For business leaders, these demonstrations are a preview of strategic advantage.

  • Sustainability:

    Enterprises face mounting pressure to meet environmental goals. DCI and optical infrastructure offer a path to massive energy efficiency gains, without compromising on performance.

  • Scalability:

    Optical networks enable truly elastic computing, allowing compute and storage resources to be pooled and allocated based on real-time needs across wide geographies.

  • Cost Control:

    Reduced power usage directly translates to lower operating costs, particularly in AI-heavy workloads and data-intensive operations. Also, idle capacity at different times of the day can be used more efficiently when higher needs arise in other areas.

  • Innovation Readiness:

    Whether it’s immersive customer experiences, real-time analytics, or remote diagnostics, the future of enterprise applications demands low-latency, high-bandwidth infrastructure. Optical networks deliver that edge.

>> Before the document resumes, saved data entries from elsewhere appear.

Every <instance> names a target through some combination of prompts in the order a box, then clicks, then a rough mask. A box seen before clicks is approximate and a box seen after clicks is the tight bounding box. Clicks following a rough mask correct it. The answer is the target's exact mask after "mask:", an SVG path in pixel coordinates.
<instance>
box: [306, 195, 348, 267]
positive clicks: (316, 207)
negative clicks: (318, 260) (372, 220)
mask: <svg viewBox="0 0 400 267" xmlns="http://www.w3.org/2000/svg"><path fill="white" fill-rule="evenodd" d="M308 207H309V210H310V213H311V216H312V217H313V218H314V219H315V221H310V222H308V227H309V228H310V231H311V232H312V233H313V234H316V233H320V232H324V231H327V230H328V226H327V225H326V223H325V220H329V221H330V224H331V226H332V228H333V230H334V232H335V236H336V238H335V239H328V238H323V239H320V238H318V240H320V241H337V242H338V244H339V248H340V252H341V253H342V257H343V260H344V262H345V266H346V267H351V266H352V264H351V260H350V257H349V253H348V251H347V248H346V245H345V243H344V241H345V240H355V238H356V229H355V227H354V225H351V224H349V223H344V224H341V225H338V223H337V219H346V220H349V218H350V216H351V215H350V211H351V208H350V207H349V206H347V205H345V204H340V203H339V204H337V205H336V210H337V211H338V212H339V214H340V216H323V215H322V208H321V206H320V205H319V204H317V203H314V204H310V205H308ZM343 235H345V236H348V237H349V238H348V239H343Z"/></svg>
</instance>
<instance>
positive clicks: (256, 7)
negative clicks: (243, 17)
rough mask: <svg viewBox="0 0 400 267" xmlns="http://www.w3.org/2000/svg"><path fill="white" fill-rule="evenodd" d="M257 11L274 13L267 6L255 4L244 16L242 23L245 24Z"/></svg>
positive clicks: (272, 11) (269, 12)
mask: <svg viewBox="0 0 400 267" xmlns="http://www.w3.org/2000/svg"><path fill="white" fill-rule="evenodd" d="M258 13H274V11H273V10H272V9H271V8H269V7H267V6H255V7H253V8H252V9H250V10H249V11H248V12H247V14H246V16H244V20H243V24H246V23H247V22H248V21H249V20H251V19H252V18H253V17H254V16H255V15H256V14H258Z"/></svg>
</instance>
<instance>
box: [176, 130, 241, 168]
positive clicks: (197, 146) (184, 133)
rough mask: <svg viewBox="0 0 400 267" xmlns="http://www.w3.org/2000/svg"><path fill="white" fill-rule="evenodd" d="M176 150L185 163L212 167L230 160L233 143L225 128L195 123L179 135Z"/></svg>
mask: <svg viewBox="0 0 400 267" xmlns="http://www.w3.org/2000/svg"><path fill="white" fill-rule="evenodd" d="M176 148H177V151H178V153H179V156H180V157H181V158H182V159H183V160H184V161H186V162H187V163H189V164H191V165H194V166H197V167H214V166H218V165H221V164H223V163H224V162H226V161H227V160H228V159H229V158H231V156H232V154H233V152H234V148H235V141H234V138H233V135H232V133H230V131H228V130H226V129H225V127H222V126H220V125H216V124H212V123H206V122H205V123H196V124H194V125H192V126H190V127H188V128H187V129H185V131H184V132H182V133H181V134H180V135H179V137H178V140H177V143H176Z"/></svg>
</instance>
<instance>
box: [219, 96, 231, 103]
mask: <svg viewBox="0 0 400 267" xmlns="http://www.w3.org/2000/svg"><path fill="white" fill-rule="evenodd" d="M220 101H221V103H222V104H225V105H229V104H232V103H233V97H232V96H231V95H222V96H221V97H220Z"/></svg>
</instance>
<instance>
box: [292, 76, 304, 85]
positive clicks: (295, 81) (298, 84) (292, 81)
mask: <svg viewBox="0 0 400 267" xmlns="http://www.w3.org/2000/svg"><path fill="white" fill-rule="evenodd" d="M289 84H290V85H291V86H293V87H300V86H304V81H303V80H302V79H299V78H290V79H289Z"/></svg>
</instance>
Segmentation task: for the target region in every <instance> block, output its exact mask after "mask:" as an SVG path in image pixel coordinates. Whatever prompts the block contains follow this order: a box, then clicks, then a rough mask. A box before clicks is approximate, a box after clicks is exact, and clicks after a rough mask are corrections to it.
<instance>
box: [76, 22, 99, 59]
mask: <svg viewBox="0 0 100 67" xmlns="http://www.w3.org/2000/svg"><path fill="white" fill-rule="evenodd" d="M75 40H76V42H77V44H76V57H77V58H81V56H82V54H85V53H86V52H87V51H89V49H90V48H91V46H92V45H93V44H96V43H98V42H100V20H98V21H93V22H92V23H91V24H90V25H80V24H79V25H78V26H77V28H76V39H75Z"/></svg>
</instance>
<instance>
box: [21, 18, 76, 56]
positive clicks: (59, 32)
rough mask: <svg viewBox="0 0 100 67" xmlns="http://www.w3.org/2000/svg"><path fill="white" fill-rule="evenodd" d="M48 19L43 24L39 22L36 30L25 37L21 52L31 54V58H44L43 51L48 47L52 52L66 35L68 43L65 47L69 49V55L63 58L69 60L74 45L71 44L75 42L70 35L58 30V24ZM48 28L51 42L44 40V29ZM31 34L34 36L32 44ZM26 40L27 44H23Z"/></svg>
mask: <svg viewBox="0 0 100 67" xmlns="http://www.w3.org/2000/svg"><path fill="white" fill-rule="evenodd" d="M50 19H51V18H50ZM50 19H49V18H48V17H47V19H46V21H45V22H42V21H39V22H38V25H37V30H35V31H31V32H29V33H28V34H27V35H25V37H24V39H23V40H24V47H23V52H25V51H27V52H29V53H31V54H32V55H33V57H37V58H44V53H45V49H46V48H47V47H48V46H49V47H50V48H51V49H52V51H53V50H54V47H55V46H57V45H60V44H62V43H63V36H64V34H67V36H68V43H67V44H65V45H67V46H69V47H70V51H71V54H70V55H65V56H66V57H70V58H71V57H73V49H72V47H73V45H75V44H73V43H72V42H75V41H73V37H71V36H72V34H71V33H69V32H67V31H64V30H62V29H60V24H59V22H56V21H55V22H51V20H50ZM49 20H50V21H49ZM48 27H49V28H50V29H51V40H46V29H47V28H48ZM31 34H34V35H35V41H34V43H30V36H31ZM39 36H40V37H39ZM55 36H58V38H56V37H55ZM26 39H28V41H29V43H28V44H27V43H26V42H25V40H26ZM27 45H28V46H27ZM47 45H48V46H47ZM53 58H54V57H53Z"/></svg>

Optical networks and the future of enterprise AI infrastructure

As the world accelerates the adoption of AI, the challenge is that today’s infrastructure cannot support that change. The AI Infrastructure of the future has to be developed in a new and collaborative way in order to address business and society needs, and it has to be more sustainable. NTT along with the IOWN Global Forum is approaching this by developing an infrastructure architecture based on DCI and optical technologies.

These technologies are already operational today and transforming how data is processed and moved. NTT has showcased this through the immersive expositions, including real-time AI inference across 15 km distances, proving that IOWN and DCI are key elements to enabling the sustainable AI infrastructure of the future that business, governments and society will need.